Dutchess_III's avatar

I understand that. What bothered me was his utter indifference to the deer suffering the way it did. He made no mention of finishing it off quickly, which I assume is done for humane reasons. The crux of the story was about how dang long it took for the deer to die. At least a couple of hours, or longer. Long, slow and agonizing, and he he honestly did not care.

kritiper's avatar

Yeah, some people’s kids…

MrGrimm888's avatar

Some people are sadistic assholes.
When I was working as a gun salesman, I had a hunter show me a video of him chasing a coyote with his snowmobile. The snow was deep, and the coyote was having lots of trouble. He almost ran it over multiple times. He claimed that he ran it to death.

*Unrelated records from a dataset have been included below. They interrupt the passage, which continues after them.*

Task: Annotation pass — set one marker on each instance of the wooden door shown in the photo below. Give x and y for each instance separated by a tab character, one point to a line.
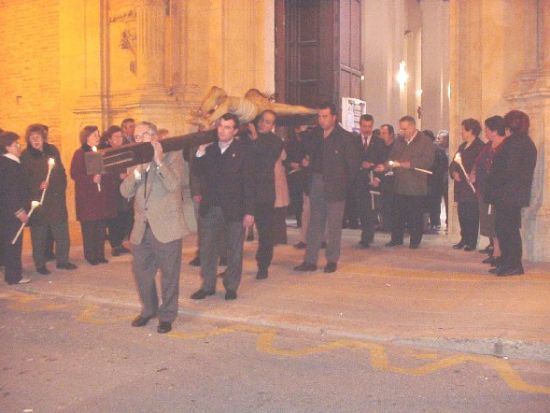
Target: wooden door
318	50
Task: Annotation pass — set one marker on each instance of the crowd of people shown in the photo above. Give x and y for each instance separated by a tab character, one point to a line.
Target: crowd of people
328	178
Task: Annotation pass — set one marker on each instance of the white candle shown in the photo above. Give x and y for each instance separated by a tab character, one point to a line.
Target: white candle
94	148
458	160
51	164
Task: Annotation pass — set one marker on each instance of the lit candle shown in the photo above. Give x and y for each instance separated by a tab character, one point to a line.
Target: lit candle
51	164
458	160
94	148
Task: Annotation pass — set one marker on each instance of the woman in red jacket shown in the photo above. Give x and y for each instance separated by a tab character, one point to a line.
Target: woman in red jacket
94	205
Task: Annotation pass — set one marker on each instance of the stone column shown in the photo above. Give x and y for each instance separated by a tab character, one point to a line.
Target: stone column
530	92
150	47
435	64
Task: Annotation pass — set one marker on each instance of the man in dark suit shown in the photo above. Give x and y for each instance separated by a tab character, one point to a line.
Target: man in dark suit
334	162
14	203
412	149
227	205
509	189
266	150
372	150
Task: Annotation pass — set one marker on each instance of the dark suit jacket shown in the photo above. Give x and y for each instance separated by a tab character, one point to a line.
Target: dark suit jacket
228	180
509	181
375	153
266	150
338	159
35	166
421	154
14	194
91	204
463	192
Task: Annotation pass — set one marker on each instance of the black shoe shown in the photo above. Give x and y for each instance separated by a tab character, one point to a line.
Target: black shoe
363	244
487	250
305	266
330	267
195	262
230	295
488	260
66	266
201	294
140	321
498	268
43	270
507	271
496	262
460	245
164	327
262	274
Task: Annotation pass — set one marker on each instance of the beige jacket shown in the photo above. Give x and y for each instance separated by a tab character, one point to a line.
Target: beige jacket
162	205
281	185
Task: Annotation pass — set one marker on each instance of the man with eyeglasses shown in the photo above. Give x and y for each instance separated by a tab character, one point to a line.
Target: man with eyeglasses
159	225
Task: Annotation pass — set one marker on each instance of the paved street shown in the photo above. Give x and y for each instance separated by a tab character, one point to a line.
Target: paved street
391	331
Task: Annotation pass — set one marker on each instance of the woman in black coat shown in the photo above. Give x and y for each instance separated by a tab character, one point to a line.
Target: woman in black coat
509	189
52	214
465	196
14	204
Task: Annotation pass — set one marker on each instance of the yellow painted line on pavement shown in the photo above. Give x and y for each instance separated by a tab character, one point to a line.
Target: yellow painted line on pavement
378	355
265	343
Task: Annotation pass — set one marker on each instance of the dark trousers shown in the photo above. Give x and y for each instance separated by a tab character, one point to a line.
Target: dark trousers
119	228
60	235
386	209
1	249
407	210
13	267
507	227
468	217
325	216
279	226
93	238
150	256
264	223
295	191
367	214
351	210
212	227
434	207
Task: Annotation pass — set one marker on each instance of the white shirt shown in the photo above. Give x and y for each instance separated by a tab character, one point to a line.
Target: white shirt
366	140
12	157
408	142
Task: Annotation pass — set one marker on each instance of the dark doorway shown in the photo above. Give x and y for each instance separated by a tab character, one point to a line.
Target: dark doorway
318	50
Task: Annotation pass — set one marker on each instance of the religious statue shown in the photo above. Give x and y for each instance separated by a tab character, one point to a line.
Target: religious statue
217	102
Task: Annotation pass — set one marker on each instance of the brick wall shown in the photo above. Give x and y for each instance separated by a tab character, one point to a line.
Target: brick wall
29	78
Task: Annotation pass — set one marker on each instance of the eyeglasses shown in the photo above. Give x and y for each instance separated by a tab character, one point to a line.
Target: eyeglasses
139	138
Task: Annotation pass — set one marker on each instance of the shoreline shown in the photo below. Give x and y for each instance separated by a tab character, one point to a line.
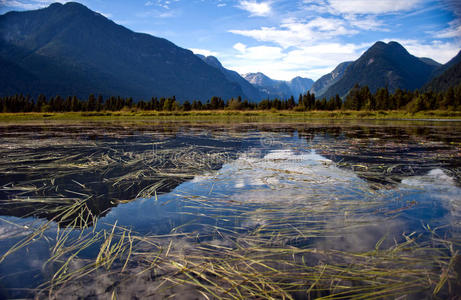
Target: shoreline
228	115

In the video, you could heat him wooping, and laughing as he took great pleasure in killing it in such a way.
I was working, or I’d have told him off.

I imagine that some cruel hunting behavior is learned from whomever taught the hunter. Other people are really just sadists.

Dutchess_III's avatar

My friend on FB just posted a pic of the deer feeder working. I asked her why she had it again? She said, “To draw deer & hogs in so we can hunt them from our stand.”

KNOWITALL's avatar

@Dutchess_III In our area, that is not honorable hunting.

Is that in Kansas? I read this: Salter said the lone exception is in a Bourbon County in southeast Kansas, where some landowners desire feral pigs so they can hunt them with dogs.

Dutchess_III's avatar

No. She’s not in Kansas. Not sure where she’s from.
I don’t consider it honorable either.

MrGrimm888's avatar

The bottom line is that humans are way smarter, and usually armed. Many hunters have trail cams, feeders, salt kicks etc set up where they hunt. They have a crazy advantage over most animals in North America.

There is not really much honorable about it, except for hunters who only take the old/weak, or only kill what they need, and make sure that the animal suffered as little as possible. Respecting the land , and not littering are other ways a hunter can be responsible.